El F.C Barcelona hace muchos años que venció los complejos
sobre los terrenos de juego. El fruto de esta superación es haberse convertido
en el mejor club de la historia del deporte. El antológico gol de Messi en la final copera vino a refrendar esa manera
de entender la vida como un acto poético de belleza inigualable.
Desgraciadamente, los catalanes y, por supuesto los vascos, han sido incapaces
de superar este falso victimismo de naciones agredidas por España. En realidad,
ni son naciones ni fueron atacadas por nadie. Al menos, no más que otros
territorios.
En cualquier caso, la pitada al himno español tiene su
origen en el año en el que a los socialistas se les ocurrió ceder la
competencia de educación a las autonomías y éstas, como era de esperar, inventaron la historia. No sólo Cataluña,
también a Andalucía le dio por el estudio de la figura del patán de Blas
Infante. Es obvio que los vascos y catalanes aprovecharon el control de la
educación para sembrar el odio a todo aquello que oliera a español. Todavía recuerdo a ese Manolito
Chaves afirmando que lo que fuera bueno
para Cataluña lo sería para Andalucía. Luego llegó Aznar, tras marcarse miles
de abdominales, para hacer todo tipo de concesiones a los nacionalistas,
mientras hacía poner una bandera gigante de España en el jardín de su casa de
Marbella De aquellos lodos vienen estos barros.

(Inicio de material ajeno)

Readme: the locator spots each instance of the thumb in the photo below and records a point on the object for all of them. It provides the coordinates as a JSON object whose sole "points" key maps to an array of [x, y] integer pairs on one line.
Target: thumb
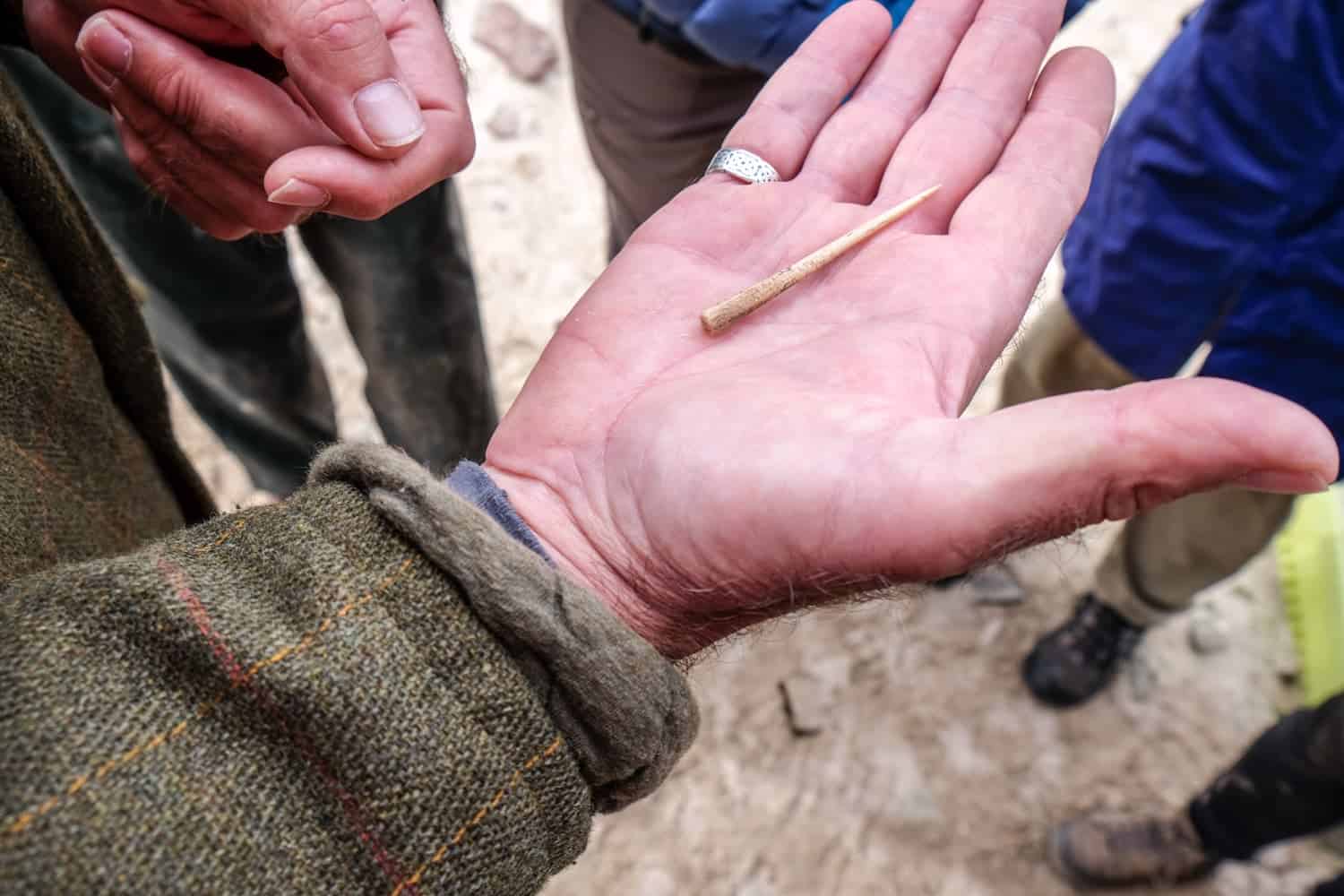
{"points": [[339, 56], [1045, 469]]}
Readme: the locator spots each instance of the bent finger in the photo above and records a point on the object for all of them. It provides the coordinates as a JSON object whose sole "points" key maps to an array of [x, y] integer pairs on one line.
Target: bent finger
{"points": [[338, 54], [161, 183], [1016, 217], [790, 110], [975, 110], [1048, 468], [367, 188], [849, 156], [231, 112]]}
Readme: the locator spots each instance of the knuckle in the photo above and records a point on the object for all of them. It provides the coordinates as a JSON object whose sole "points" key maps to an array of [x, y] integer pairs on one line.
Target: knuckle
{"points": [[177, 96], [338, 26], [266, 218]]}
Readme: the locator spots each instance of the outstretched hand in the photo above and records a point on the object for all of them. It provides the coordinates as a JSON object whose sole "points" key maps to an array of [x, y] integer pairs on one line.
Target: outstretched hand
{"points": [[367, 108], [701, 484]]}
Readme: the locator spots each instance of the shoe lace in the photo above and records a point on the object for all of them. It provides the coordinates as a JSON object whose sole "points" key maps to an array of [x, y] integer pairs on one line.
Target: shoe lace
{"points": [[1098, 633]]}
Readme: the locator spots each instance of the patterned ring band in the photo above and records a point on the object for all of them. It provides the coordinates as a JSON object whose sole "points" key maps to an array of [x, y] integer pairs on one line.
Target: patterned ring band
{"points": [[745, 166]]}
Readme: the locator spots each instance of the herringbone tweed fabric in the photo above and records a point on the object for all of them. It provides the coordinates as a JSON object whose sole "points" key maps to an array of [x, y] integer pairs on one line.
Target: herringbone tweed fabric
{"points": [[78, 381], [289, 699]]}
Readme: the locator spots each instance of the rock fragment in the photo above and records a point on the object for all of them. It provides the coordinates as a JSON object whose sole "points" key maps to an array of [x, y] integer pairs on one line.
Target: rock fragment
{"points": [[806, 702], [1207, 633], [505, 124], [526, 48]]}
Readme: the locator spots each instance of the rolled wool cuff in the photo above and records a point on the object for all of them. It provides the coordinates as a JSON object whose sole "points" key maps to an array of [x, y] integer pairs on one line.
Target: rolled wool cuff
{"points": [[625, 711]]}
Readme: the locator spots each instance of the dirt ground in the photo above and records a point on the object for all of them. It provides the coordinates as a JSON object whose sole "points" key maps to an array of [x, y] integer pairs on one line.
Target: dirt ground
{"points": [[932, 772]]}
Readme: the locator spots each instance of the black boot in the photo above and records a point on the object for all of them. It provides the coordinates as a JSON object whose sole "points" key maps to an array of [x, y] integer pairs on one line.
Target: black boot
{"points": [[1104, 853], [1072, 664], [1330, 888]]}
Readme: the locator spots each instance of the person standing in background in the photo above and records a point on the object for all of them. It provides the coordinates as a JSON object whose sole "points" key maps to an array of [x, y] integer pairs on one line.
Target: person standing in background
{"points": [[228, 322]]}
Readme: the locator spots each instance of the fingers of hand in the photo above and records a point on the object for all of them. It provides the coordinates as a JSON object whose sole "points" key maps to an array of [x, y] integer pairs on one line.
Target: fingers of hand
{"points": [[849, 156], [1018, 214], [366, 188], [1048, 468], [339, 56], [172, 190], [975, 110], [212, 128], [53, 30], [790, 110]]}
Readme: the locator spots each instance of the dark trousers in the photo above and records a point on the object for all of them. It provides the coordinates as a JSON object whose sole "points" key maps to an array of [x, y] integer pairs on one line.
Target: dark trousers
{"points": [[1289, 783], [228, 320]]}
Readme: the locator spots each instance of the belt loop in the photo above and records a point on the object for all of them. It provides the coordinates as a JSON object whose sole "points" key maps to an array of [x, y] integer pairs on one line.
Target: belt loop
{"points": [[644, 23]]}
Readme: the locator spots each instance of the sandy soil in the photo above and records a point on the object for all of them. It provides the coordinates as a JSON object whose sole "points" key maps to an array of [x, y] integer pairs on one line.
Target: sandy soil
{"points": [[933, 771]]}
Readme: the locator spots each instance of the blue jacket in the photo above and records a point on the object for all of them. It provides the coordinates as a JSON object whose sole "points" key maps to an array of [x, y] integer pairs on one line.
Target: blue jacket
{"points": [[1217, 210], [753, 34]]}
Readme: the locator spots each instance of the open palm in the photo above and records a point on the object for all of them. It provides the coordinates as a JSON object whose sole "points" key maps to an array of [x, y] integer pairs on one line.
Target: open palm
{"points": [[701, 484]]}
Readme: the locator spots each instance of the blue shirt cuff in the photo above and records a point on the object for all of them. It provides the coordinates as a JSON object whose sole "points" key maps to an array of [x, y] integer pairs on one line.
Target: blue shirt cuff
{"points": [[472, 482]]}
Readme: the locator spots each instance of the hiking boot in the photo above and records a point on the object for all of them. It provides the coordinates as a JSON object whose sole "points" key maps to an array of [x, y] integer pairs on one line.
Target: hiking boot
{"points": [[1104, 853], [1072, 664]]}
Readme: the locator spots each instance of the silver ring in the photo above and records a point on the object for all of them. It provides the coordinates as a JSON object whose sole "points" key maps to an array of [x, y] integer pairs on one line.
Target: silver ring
{"points": [[745, 166]]}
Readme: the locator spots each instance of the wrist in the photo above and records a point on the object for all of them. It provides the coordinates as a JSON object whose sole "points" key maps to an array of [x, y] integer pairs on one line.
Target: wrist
{"points": [[556, 528]]}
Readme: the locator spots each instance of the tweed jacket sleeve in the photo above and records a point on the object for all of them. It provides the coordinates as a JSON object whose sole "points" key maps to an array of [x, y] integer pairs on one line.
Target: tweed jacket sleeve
{"points": [[368, 688]]}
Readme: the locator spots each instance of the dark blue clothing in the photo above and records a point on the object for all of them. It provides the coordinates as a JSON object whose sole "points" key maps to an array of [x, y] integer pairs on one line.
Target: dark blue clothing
{"points": [[1217, 211], [749, 34]]}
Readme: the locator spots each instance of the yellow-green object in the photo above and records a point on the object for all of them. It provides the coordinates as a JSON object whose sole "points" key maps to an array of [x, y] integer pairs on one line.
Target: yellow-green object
{"points": [[1311, 571]]}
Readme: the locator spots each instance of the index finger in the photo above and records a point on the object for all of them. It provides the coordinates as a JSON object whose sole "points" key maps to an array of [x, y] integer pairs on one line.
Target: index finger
{"points": [[363, 187], [1018, 215]]}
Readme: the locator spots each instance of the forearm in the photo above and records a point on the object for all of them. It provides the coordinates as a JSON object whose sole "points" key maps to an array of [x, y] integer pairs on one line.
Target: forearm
{"points": [[306, 696], [11, 23]]}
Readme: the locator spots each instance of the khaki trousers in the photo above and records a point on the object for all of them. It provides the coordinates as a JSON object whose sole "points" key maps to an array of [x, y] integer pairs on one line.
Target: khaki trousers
{"points": [[652, 118], [1161, 557]]}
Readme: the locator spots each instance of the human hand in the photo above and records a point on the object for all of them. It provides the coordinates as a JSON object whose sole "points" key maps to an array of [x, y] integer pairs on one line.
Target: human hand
{"points": [[370, 112], [701, 484]]}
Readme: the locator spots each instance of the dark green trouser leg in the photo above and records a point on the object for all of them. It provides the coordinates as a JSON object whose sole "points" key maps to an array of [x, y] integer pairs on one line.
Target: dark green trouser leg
{"points": [[406, 285], [228, 320]]}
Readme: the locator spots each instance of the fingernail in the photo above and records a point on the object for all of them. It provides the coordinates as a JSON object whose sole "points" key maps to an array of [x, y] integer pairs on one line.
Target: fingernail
{"points": [[102, 45], [390, 115], [1284, 482], [301, 195], [101, 75]]}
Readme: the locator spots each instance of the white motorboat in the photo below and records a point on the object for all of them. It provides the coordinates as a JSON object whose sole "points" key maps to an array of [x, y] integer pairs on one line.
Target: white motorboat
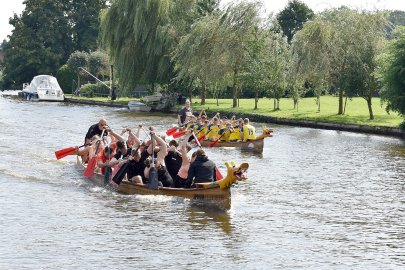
{"points": [[43, 87], [138, 106]]}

Silbar no es libertad de expresión sino la prueba palpable
de la mala educación de los nacionalistas. El triunfo de la turba sobre la
inteligencia pero, faltaría más, es una
victoria efímera e intrascendente. Sencillamente los catalanes y los vascos han
convertido su nacionalismo en una gigantesca gymkhana al aire libre. Una forma
de huir de sus complejos más enraizados. Cuando el catalanismo y el PNV se pregunten por qué pierden una y otra vez
contra España, deberían tornar sus ojos a esas pitadas estruendosas en las
finales de copa. Ese jugador del Athletic, creo que se llama Aduritz, muerto de
risa al escuchar los pitos y, dos horas más tarde verle llorar sobre el césped
es la prueba evidente de que jamás serán capaces de pagar el precio que les
lleve a la independencia.
La pitada al himno ha enojado enormemente a los españoles de
bien. Me hago cargo de ese tremendo cabreo. Sin embargo, no puedo pasar por alto
que muchos de esos que se mostraban indignados eran de Andalucía, la región que
sistemáticamente vota por la secta del capullo en todas las elecciones. Esa
organización en cuyos mítines desaparecen las banderas españolas y pacta con
cualquier fuerza nacionalista con tal de tener la llave de la caja. Muy
probablemente a esos sureños lo de la pitada al himno es lo de menos. Lo
relevante, lo verdaderamente importante es que su equipo, el Real Madrid, es
incapaz de terminar con la hegemonía del Barcelona en el futbol español. Cuesta
creerlo, pero esta gentuza no se muestra nunca tan indignada por los recortes
en sanidad acometidos por el gobierno andaluz, ni con el fraude de los cursos
de formación ni, mucho menos, con el latrocinio institucionalizado que dura ya
tres largas décadas. La pitada al himno, por tanto, hay que enmarcarla dentro
de esa frustración deportiva de ver al equipo de Luis Enrique ganando el
doblete, una espinita clavada en el
ojete del madridismo. Pura impostura demostrada por el hecho de que gran parte
de los mensajes de condena por la pitada iban dirigidos a los catalanes y, muy
pocos tenían a los vascos como
destinatarios. La hinchada mayoritaria en el Camp Nou el pasado sábado.
El problema no es quien agrede a los símbolos nacionales, sino lo
que estamos dispuestos a hacer nosotros
para impedirlo. Es evidente que el Barcelona y el Athletic de Bilbao deberían
ser sancionados un par de temporadas sin jugar la Copa del Rey pero, al margen
de sanciones deportivas, debemos trazar una línea más y el que la pase, que se
atenga a las consecuencias. Una raya fina e infranqueable tras la que no se
admiten expresiones como “en castellano”
“a Coruña” o la franquista “estado español”. Recuerden que es en el
lenguaje donde se comienza a fraguar todo este lío de nacionalistas de
campanario cuyas campanas hoy tocan por Paletonia, capital Barcelona.